Caro-libri: una soluzione concreta

Libri di scuola troppo cari? La scuola rimborsa la differenza tra il costo totale e il tetto di spesa.

Come risolvere l’annoso problema del caro-libri nelle scuole? Da anni il prezzo della dotazione libraria in alcune classi è esagerato. A mio modesto parere la colpa è attribuibile anche ad un vergognoso cartello tra gli editori, che approfittando delle “riforme epocali” pubblicano a raffica nuove edizioni (non troppo dissimili una dall’altra) costringendo le famiglie a ricomprare i libri.

Ovviamente i soliti benpensanti si stracciano le vesti: le famiglie spendono migliaia di euro, per motorini, telefonini, vestiti di Prada, scarpe, in fondo 500€ per i libri di scuola cosa saranno mai, la cultura è un investimento e mi fermo qui per pietà. A questi sfugge il concetto di legalità: se il Ministero emana un provvedimento che dice che io non devo spendere più di 300€ per i libri di scuola, io ho diritto e pretendo di non spendere più di 300€ per i libri di scuola. Delle considerazioni filosofiche e culturali sull’importanza dei libri di testo non me ne può importare di meno (in questo contesto): le regole si rispettano. Punto.
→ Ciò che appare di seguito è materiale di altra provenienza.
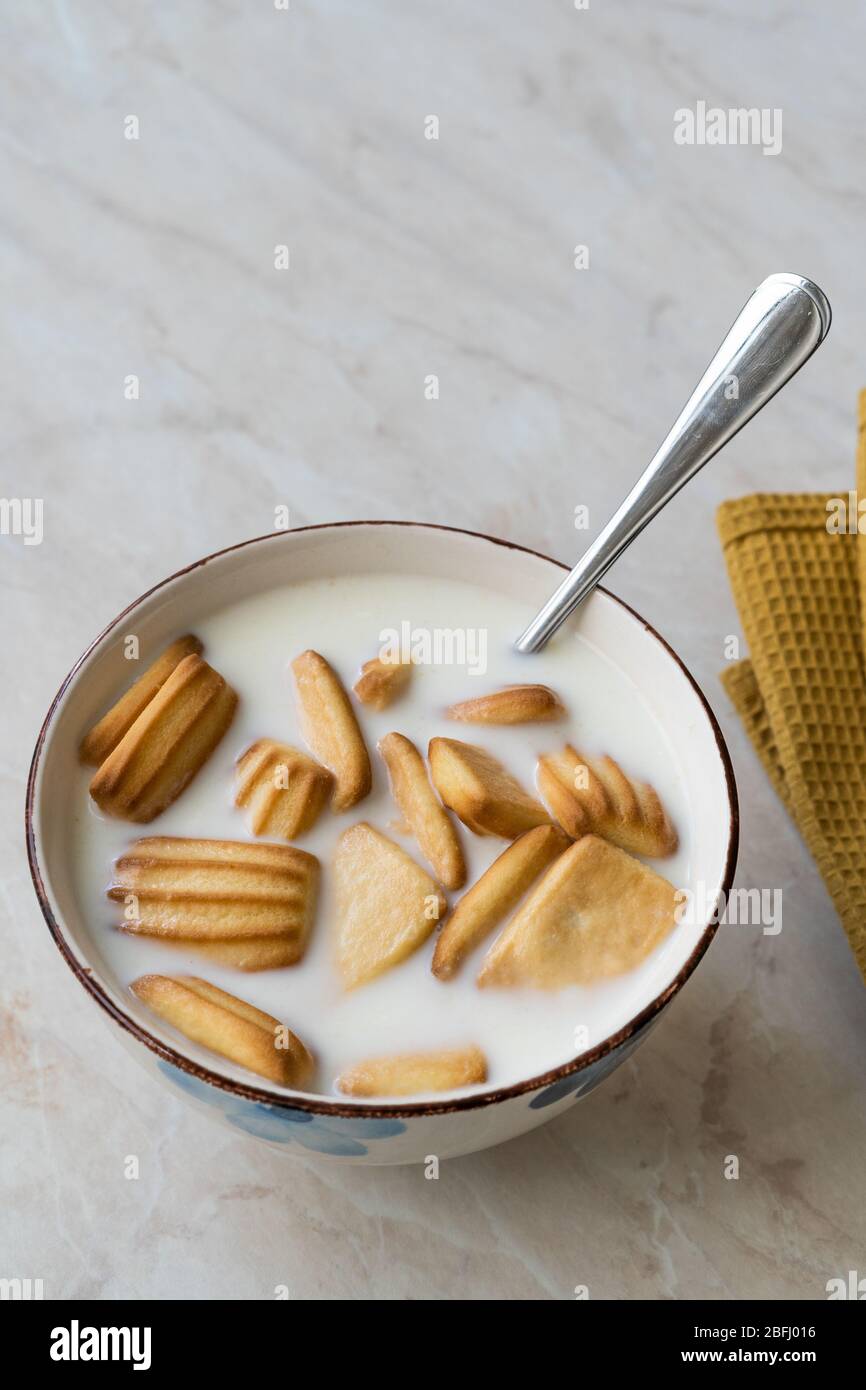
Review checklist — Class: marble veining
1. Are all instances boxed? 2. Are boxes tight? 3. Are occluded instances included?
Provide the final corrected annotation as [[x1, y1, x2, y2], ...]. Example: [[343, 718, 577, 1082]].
[[2, 0, 865, 1299]]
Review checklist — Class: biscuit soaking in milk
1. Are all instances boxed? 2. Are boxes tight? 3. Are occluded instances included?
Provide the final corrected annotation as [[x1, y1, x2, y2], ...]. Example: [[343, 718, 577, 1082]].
[[71, 573, 692, 1100]]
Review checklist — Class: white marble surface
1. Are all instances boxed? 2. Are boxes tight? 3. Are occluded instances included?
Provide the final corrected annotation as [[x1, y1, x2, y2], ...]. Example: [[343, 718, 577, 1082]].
[[3, 1, 865, 1300]]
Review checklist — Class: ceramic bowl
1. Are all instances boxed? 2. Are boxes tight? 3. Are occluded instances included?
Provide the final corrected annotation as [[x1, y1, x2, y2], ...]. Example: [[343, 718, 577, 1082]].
[[27, 523, 737, 1164]]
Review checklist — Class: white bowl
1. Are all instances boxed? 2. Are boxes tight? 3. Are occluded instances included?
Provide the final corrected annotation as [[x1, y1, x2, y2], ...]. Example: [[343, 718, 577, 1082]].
[[27, 523, 737, 1164]]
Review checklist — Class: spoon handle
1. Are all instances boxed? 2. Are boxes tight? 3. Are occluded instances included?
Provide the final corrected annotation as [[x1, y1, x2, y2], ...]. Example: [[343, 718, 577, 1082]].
[[515, 273, 831, 654]]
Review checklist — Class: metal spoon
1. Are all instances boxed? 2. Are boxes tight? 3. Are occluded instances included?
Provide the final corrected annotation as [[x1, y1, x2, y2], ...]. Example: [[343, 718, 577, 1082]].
[[514, 273, 831, 654]]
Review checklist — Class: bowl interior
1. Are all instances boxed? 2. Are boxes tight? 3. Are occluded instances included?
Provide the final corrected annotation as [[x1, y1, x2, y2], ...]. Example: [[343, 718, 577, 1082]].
[[29, 523, 736, 1112]]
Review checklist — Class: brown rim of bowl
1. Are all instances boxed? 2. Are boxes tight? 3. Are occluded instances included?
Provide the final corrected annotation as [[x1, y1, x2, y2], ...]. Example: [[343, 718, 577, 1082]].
[[25, 521, 739, 1119]]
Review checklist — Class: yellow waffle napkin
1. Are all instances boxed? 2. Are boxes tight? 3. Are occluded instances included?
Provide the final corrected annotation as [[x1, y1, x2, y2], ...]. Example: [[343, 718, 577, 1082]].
[[717, 398, 866, 983]]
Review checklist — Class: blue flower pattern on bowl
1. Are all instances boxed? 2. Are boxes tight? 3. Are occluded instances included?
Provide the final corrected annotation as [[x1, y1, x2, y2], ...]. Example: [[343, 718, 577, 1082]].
[[529, 1069, 597, 1109], [157, 1061, 406, 1156], [159, 1024, 652, 1150], [528, 1027, 650, 1108]]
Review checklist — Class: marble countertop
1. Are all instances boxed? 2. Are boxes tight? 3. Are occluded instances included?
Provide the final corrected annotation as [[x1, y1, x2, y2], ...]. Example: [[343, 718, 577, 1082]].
[[3, 1, 865, 1299]]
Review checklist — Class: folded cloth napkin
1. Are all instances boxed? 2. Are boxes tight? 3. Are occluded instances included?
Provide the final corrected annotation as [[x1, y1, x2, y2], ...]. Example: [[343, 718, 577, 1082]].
[[717, 396, 866, 984]]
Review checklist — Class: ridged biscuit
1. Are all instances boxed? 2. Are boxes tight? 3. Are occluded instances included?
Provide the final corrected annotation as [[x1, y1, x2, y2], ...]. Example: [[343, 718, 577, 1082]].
[[89, 654, 237, 822], [537, 745, 677, 857], [235, 739, 333, 840], [110, 837, 319, 969], [80, 634, 203, 766], [163, 936, 306, 972], [131, 974, 314, 1086]]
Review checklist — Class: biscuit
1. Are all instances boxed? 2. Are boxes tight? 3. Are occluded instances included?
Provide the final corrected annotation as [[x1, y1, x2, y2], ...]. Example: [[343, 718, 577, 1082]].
[[537, 745, 677, 857], [446, 684, 565, 725], [79, 634, 203, 766], [89, 654, 237, 822], [432, 823, 570, 979], [337, 1044, 487, 1096], [235, 739, 333, 840], [131, 974, 314, 1086], [428, 736, 553, 839], [334, 822, 446, 989], [379, 732, 466, 889], [110, 836, 319, 962], [478, 834, 680, 989], [291, 650, 372, 811], [153, 935, 306, 972], [354, 656, 412, 710]]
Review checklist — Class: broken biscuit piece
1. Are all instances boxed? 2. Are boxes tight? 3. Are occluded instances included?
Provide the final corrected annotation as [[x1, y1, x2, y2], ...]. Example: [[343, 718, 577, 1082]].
[[537, 745, 677, 857], [110, 836, 319, 964], [131, 974, 314, 1087], [80, 634, 204, 766], [89, 654, 237, 822], [337, 1044, 487, 1097], [447, 684, 565, 725], [478, 834, 680, 989], [291, 650, 372, 811], [432, 823, 570, 979], [354, 656, 412, 711], [379, 732, 466, 890], [428, 737, 552, 839], [334, 822, 446, 990], [235, 739, 333, 840]]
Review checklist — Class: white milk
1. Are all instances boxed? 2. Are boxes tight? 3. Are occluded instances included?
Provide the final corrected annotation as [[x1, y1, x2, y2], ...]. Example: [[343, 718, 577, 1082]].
[[70, 574, 694, 1099]]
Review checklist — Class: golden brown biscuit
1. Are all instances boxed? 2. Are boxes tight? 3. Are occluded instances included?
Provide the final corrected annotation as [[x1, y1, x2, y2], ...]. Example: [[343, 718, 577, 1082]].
[[446, 684, 565, 725], [478, 834, 680, 989], [291, 650, 372, 811], [89, 654, 237, 822], [155, 935, 306, 972], [334, 822, 446, 989], [235, 739, 333, 840], [110, 836, 319, 962], [80, 635, 204, 766], [432, 823, 570, 979], [354, 656, 412, 710], [131, 974, 314, 1086], [379, 732, 466, 890], [337, 1044, 487, 1096], [537, 745, 677, 857], [428, 736, 552, 839]]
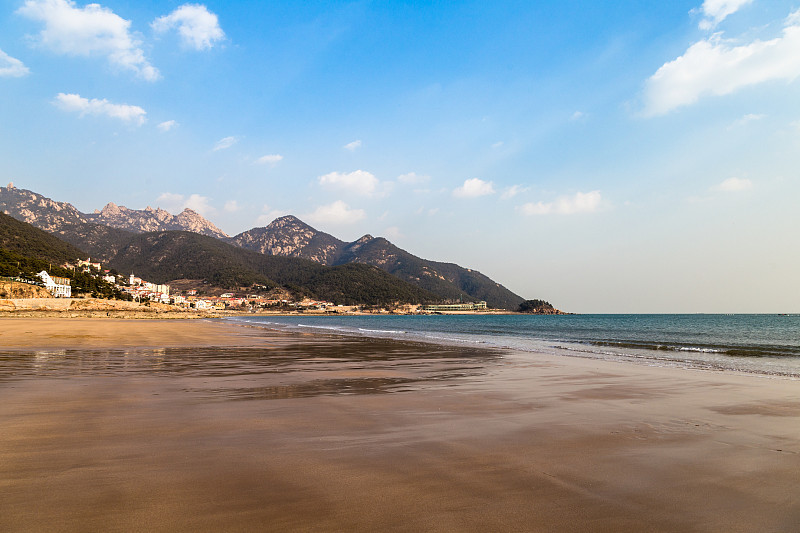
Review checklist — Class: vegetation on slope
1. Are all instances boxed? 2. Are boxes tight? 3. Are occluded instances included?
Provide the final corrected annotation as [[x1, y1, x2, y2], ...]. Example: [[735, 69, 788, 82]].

Lasciamo stare la buffonata dei libri online (che in sé non sono una buffonata): secondo la legge 133/08 avrebbero dovuto essere obbligatori da quest’anno, ovviamente editori e insegnanti non sono pronti (ma va?), il termine è stato prorogato e con tutte le probabilità un libro digitale nelle aule italiane non lo vedremo mai. Le cosiddette “edizioni miste” sono un libro cartaceo abbinato ad un codice che in teoria dovrebbe essere utilizzabile per consultare del materiale presente in rete; in pratica questo materiale è spesso inaccessibile. Ci si chiede se questo non sia solo un espediente per mettersi in regola, o peggio, per alzare il prezzo del prodotto. La soluzione è lasciata al lettore come esercizio.

Il Ministero dell’Istruzione, dell’Università e della Ricerca ha cercato di mettere una pezza, dai tempi di Fioroni, imponendo dei tetti di spesa sui libri di scuola: in altre parole calmierando i prezzi. Una decisione sensata; del resto una soluzione di stampo liberista non sarebbe adottabile sul mercato dei libri di testo, che per sua natura è distorto: chi sceglie i libri non li compra, chi li compra non li sceglie.
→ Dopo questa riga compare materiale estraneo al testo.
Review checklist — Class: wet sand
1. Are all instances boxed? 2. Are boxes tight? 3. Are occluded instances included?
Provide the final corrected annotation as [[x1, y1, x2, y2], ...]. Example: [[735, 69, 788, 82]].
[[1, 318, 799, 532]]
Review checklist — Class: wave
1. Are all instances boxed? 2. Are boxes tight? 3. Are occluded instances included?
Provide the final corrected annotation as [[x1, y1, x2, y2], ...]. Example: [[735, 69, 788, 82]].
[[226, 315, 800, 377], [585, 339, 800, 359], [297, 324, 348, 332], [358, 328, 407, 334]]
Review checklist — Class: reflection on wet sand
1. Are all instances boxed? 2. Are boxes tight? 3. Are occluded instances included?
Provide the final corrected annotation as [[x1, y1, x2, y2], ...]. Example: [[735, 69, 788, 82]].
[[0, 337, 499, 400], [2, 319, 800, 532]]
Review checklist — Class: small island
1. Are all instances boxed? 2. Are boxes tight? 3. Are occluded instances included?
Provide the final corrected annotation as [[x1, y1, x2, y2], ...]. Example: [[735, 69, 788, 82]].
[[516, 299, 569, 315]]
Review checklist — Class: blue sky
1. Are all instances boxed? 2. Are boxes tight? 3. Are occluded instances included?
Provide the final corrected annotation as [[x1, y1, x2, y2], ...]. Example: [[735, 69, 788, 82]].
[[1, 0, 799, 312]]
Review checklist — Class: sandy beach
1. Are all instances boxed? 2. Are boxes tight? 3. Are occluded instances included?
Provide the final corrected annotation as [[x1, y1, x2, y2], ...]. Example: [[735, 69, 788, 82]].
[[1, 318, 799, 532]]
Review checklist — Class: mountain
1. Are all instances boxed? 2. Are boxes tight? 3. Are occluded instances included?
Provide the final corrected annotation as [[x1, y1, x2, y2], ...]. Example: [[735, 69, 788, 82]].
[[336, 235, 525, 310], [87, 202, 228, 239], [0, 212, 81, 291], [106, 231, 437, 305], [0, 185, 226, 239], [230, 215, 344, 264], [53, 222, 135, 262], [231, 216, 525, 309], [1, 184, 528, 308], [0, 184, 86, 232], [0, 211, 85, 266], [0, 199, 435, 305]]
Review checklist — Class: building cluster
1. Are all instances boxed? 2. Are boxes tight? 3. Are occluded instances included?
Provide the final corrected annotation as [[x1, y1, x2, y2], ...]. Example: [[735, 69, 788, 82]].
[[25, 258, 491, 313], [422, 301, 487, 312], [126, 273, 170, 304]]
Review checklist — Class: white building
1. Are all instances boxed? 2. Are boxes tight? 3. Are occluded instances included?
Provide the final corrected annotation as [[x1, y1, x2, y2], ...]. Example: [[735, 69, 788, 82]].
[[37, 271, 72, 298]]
Bene, problema risolto, no? No. Evidentemente i tecnici del Ministero non conoscono il malcostume italiano. È risaputo che se si istituisce una norma senza prevedere pene per i trasgressori, non c’è speranza che questa venga rispettata. E così molti consigli di classe, collegi docenti e presidi hanno continuato ad adottare libri senza premurarsi di stare nei tetti di spesa. Come è successo nella nostra scuola lo scorso anno. O peggio, i consigli di classe rispettano formalmente i tetti di spesa, mettendo in lista alcuni libri come consigliati e non come da acquistare; di fatto l’acquisto di tali libri è poi richiesto. Manovre da furbetti der quartierino, insomma.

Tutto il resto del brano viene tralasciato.